Alec’s strong brow furrowed into a set of neatly crafted lines which disappeared as soon as they landed. “I can’t,” he began.
“Get out!” Genuine hysteria lodged a lump in Kit’s throat as she issued the command.
“I can’t!” Alec’s voice rose a notch and helplessness descended over his capable facade as his lips closed into a firm line.
“You locked the bloody door!” Mr Rashid yelled. “Let the poor man out and get me my wife!”
Kit slipped and slid towards the door and fumbled the catch. She pivoted on the hairy coconut fibre doormat to stop herself ending up on her backside. Alec slipped through the narrow gap and collided with a customer trying to get in. Kit slammed the door, shot the catch into the locked position and dropped the blinds in a single fluid movement. She ignored the angry sounds from beyond the glass.

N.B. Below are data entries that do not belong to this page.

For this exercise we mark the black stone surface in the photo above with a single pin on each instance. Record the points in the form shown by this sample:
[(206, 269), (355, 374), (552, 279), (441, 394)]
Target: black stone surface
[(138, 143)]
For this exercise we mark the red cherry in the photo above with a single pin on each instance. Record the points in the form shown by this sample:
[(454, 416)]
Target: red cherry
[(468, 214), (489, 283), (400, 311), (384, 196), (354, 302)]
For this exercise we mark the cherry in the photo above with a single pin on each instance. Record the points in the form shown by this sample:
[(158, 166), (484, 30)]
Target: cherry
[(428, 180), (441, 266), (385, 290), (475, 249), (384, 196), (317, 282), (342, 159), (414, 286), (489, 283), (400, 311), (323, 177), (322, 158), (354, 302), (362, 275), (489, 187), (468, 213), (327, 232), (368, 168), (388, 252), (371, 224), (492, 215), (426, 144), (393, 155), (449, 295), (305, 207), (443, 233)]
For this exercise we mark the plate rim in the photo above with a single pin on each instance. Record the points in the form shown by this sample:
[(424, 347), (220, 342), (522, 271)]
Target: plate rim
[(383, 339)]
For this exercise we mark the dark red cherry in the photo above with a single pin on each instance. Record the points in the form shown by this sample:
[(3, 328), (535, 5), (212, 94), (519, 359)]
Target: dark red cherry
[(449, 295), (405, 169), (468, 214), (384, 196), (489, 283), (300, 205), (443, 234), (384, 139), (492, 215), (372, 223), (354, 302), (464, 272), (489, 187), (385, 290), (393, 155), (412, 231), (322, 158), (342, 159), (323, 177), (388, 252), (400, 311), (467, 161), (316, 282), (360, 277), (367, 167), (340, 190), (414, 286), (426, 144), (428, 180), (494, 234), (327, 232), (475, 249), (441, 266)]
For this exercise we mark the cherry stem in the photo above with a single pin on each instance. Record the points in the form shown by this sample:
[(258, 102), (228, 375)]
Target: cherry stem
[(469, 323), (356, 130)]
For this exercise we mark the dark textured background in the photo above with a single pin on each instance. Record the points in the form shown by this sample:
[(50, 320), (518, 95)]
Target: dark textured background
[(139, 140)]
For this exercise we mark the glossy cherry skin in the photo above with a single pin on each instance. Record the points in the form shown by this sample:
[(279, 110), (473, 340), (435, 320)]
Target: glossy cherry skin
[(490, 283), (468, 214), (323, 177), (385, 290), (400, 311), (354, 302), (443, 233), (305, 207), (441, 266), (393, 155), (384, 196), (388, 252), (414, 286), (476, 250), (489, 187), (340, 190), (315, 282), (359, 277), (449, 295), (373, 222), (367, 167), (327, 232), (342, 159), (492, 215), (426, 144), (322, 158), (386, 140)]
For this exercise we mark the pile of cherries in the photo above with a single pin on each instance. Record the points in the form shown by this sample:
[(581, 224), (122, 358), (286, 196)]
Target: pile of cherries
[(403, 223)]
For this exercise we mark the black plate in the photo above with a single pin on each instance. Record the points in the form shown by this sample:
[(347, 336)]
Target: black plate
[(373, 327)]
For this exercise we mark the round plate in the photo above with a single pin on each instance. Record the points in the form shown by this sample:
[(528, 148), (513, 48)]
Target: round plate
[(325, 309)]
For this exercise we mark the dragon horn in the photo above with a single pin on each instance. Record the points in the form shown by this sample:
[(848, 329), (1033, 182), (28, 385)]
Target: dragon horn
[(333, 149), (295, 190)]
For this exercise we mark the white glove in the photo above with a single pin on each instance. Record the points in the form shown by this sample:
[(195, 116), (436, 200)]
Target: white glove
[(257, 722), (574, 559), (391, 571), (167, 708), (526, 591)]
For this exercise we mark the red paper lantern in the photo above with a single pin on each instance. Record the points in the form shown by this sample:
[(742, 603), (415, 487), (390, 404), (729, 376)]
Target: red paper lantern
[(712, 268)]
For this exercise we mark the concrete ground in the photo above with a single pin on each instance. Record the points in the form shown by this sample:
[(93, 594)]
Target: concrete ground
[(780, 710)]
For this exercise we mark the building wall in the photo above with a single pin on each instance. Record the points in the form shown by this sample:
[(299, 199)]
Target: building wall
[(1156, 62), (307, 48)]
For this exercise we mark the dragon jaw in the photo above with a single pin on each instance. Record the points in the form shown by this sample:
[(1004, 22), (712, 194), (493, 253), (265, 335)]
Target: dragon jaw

“Help!” Mr Rashid yelled. “I can’t see!”
Kit shimmied along the tiles, using the shelves as hand holds. With a glare along aisle three at her furious employer, she nipped behind the counter and pressed the intercom for the apartment above the shop. A woman’s voice answered, an inflection in her tone. “What now?” she demanded. “You said you’d be upstairs half an hour ago. This corset is cutting off my circulation.”
Kit’s eyes narrowed and she tapped an irritated beat on the counter with her fingernail. “So, he wasn’t just standing it upright then?” she demanded. “What a liar!”
“Oh, Kit.” Mrs Rashid cleared her throat and an embarrassing silence deadened the air between them.
Kit sighed. “Your randy husband had an accident with a tube of purple-willy-shaped lube and he’s blind. Oh, and he just fired me.”